Future Forward leader Thanathorn Juangroongruangkit speaks a media briefing on Tuesday to reiterate the party's position against attempts to prolong power of the National Council for Peace and Order after the election. (Photo by Varuth Hirunyatheb)
Future Forward leader Thanathorn Juangroongruangkit speaks a media briefing on Tuesday to reiterate the party's position against attempts to prolong power of the National Council for Peace and Order after the election. (Photo by Varuth Hirunyatheb)

Activist Srisuwan Janya is planning to petition the Election Commission (EC) to investigate whether Future Forward Party (FFP) leader Thanathorn Juangroongruangkit has broken the law for giving a loan worth over 100 million baht to his own party.
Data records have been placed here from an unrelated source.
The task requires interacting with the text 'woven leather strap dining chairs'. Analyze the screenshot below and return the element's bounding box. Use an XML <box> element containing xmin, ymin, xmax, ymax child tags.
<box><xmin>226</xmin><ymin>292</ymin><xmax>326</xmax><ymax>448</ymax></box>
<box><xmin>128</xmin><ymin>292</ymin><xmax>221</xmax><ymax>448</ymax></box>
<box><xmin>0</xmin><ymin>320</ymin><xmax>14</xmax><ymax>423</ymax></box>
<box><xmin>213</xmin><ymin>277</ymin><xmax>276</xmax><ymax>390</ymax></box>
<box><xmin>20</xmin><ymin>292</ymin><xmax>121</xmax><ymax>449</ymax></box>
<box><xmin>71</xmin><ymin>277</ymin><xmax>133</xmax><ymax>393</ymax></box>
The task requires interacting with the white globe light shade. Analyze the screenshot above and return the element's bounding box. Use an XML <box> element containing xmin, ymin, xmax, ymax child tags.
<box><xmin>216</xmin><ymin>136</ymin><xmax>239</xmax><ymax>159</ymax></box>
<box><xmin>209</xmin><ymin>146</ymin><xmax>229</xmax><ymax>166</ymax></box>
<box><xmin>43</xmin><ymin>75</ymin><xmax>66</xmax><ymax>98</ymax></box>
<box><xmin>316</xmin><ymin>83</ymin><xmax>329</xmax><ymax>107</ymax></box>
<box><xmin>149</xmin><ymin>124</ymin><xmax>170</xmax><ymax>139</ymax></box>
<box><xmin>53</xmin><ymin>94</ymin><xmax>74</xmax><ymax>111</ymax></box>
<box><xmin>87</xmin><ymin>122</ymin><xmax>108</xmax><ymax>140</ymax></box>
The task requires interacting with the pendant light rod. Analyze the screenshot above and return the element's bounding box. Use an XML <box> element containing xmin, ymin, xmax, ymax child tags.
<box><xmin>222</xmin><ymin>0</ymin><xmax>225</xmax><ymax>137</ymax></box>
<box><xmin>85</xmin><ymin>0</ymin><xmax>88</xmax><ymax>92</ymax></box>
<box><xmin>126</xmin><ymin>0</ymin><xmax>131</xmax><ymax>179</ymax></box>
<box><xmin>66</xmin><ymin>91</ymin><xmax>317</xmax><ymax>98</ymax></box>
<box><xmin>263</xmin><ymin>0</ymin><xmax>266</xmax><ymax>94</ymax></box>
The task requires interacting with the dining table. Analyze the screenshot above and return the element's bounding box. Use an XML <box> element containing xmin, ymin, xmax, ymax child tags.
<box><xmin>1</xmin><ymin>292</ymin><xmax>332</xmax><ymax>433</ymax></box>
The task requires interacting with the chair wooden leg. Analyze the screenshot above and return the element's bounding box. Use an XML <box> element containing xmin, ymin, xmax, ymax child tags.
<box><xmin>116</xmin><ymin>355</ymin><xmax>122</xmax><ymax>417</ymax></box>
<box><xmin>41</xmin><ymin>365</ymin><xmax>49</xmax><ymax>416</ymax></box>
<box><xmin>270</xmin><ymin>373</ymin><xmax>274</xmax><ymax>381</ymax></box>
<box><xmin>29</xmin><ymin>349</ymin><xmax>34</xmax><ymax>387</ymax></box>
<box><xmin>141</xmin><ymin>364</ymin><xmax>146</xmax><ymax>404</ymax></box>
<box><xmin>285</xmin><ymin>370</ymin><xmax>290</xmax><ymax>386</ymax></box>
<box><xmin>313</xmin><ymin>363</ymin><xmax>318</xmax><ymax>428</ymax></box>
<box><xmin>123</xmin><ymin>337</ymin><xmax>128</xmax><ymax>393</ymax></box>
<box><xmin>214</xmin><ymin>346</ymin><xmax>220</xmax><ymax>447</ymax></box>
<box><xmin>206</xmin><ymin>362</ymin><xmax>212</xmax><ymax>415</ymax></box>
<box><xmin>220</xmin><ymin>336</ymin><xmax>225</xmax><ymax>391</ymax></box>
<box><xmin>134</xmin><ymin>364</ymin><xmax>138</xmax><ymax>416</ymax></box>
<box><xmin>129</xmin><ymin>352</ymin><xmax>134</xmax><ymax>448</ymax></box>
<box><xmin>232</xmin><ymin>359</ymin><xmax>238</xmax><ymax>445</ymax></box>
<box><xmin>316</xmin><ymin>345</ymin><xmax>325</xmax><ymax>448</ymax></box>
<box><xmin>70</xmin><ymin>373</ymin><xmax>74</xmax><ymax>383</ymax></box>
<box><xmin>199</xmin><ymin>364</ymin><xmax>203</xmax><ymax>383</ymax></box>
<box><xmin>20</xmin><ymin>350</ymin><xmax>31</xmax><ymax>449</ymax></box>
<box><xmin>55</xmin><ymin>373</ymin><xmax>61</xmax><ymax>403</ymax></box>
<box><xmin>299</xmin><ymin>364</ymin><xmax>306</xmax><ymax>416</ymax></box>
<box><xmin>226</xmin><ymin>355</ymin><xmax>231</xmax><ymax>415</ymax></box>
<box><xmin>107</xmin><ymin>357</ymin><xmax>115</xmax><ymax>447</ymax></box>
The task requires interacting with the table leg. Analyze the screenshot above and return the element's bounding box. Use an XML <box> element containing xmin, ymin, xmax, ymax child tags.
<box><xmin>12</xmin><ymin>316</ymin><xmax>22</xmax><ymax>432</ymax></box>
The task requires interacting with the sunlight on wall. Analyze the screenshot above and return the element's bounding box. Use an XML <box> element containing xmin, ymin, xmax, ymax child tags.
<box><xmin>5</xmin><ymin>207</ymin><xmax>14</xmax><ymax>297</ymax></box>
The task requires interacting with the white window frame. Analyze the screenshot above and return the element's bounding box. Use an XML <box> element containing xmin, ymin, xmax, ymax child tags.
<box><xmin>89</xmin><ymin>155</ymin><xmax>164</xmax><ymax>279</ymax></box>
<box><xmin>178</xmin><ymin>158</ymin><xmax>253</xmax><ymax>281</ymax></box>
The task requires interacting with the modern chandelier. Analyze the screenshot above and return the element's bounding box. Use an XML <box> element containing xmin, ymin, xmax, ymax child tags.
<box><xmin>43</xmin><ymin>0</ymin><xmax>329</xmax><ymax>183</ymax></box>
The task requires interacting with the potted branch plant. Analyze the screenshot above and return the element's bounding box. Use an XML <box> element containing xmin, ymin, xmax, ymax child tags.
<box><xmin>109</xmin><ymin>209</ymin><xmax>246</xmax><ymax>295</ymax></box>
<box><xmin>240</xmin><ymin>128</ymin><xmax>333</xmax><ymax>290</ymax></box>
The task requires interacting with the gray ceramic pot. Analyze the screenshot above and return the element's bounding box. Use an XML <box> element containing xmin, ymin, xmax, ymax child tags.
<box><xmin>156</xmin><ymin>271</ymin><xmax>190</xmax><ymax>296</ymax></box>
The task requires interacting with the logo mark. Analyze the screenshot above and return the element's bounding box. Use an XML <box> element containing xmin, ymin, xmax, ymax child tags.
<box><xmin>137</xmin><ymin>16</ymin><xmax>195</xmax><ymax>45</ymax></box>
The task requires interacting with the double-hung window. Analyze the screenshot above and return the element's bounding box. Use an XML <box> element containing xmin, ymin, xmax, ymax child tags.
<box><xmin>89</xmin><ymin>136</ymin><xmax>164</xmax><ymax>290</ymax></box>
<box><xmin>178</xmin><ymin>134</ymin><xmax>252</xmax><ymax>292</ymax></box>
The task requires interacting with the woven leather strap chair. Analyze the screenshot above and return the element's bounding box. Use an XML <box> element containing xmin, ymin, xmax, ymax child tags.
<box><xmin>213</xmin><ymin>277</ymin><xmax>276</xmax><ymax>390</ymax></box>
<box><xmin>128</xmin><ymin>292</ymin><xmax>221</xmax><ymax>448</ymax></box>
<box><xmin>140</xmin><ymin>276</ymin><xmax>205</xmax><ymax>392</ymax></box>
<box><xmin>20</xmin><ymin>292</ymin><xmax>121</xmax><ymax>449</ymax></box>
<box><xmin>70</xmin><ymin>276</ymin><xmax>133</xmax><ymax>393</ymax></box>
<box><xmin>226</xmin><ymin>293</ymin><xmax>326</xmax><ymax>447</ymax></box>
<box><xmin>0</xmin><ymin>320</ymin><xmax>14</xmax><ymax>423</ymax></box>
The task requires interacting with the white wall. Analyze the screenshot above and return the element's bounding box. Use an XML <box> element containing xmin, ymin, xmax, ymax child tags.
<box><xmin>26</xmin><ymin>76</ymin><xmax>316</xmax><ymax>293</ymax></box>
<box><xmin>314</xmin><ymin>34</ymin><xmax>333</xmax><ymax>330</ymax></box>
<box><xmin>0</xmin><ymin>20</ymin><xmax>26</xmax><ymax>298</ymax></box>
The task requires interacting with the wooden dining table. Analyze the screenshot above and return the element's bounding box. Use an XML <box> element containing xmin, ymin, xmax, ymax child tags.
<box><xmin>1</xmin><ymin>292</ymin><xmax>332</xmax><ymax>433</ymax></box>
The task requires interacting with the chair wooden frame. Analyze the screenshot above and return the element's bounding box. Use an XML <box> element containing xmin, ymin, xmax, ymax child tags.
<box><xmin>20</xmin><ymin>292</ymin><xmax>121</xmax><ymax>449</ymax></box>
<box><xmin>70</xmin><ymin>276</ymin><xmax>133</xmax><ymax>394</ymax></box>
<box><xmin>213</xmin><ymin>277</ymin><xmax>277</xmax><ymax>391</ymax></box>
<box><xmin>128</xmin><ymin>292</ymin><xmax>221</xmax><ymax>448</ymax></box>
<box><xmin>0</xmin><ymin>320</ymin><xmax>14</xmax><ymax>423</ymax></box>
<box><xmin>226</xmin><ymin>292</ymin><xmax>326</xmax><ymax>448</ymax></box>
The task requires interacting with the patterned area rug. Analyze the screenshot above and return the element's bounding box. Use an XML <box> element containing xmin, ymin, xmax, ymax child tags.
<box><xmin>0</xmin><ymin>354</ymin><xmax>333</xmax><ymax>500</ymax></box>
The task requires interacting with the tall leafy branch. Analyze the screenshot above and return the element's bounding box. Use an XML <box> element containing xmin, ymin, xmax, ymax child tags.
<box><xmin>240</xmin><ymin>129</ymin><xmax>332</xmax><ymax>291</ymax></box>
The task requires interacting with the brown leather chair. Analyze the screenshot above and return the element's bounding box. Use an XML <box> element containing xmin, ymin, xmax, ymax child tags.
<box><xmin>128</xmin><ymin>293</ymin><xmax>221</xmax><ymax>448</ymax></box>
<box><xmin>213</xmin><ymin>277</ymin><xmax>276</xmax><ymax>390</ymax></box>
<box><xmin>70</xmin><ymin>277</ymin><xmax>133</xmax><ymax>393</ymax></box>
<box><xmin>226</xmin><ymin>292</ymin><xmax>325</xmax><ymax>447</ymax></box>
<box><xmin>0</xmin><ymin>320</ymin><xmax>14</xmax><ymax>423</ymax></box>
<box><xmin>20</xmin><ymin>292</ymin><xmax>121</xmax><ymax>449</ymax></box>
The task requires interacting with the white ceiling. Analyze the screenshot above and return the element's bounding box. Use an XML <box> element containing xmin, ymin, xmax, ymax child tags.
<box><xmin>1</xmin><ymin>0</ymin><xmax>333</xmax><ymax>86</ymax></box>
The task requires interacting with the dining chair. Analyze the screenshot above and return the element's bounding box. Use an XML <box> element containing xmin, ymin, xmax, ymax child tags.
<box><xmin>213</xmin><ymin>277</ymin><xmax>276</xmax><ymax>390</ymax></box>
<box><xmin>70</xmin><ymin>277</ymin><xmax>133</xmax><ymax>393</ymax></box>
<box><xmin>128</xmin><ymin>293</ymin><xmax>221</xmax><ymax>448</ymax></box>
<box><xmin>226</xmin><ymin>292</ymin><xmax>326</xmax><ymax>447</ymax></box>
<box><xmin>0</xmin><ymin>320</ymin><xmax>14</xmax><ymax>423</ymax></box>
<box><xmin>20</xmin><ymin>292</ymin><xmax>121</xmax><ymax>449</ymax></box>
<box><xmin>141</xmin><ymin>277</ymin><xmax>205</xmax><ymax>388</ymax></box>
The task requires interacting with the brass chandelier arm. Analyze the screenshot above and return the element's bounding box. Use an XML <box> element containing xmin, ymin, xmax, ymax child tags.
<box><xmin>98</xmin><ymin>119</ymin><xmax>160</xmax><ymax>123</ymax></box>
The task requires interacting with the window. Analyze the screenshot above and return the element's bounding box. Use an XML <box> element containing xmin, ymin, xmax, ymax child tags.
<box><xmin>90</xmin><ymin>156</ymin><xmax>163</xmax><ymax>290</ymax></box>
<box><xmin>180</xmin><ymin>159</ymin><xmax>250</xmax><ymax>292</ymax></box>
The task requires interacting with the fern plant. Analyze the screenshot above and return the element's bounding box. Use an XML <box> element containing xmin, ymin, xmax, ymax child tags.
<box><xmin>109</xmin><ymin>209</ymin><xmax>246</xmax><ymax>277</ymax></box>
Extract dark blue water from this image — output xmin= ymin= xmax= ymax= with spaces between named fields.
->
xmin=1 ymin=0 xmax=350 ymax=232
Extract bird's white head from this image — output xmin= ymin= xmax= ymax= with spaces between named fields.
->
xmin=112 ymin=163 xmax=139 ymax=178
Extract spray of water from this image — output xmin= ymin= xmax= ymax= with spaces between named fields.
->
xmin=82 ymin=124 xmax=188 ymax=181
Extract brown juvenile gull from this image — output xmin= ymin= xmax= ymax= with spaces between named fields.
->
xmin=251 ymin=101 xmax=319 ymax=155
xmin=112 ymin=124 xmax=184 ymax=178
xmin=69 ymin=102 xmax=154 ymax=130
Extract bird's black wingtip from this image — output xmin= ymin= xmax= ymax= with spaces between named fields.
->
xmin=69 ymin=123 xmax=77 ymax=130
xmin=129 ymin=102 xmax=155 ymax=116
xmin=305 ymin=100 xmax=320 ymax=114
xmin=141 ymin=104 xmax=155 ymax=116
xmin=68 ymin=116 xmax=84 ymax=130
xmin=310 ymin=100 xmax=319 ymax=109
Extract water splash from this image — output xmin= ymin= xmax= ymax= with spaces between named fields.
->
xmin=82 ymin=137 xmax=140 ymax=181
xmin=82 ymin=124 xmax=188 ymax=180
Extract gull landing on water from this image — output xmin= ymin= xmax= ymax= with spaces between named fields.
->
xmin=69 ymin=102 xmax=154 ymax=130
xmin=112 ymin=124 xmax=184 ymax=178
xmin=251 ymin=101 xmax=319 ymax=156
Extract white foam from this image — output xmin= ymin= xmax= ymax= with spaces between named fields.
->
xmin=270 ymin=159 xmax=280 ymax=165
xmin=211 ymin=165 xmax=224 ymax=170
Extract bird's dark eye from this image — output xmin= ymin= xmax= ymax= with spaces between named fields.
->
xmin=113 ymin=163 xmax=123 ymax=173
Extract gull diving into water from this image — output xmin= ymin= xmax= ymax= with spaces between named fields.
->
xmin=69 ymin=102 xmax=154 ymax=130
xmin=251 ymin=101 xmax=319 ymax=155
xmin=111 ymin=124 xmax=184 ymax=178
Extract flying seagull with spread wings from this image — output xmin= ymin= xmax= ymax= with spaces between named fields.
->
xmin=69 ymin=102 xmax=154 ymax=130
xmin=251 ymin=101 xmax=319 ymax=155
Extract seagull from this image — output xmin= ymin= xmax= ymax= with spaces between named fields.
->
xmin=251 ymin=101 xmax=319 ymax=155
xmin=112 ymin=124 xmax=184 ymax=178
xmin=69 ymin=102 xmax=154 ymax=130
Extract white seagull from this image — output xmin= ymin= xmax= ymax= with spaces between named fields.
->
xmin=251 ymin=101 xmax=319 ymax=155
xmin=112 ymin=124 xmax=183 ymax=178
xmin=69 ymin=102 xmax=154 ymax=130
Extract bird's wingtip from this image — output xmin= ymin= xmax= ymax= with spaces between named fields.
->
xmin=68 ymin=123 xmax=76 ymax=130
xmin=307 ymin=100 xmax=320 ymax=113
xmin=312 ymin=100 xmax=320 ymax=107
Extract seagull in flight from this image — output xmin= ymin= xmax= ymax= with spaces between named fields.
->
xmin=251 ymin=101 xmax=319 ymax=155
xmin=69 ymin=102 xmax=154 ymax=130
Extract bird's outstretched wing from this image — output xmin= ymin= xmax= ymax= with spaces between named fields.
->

Mr Srisuwan said the EC should take up the issue as Mr Thanathorn risked breaking the political parties law.

He will call on the EC on Tuesday and press for a probe into the loan.

Mr Thanathorn told a forum at the Foreign Correspondents Club of Thailand on March 15 that he gave his party a loan of more than 100 million to help finance the election campaign.

He said there was no way the FFP could raise enough campaign funds in time for the March 24 election as the party was established only on Oct 3 last year.

For the sake of transparency, Mr Thanathorn said he did not wish to give “free money” so he lent it to the party which was open about the issue and made it known how the money would be spent.

In the party’s balance sheet, he is listed as the party’s creditor. However, Mr Thanathorn said he could not remember the exact amount of the loan which he said could be in the region of 105 million baht or 110 million baht.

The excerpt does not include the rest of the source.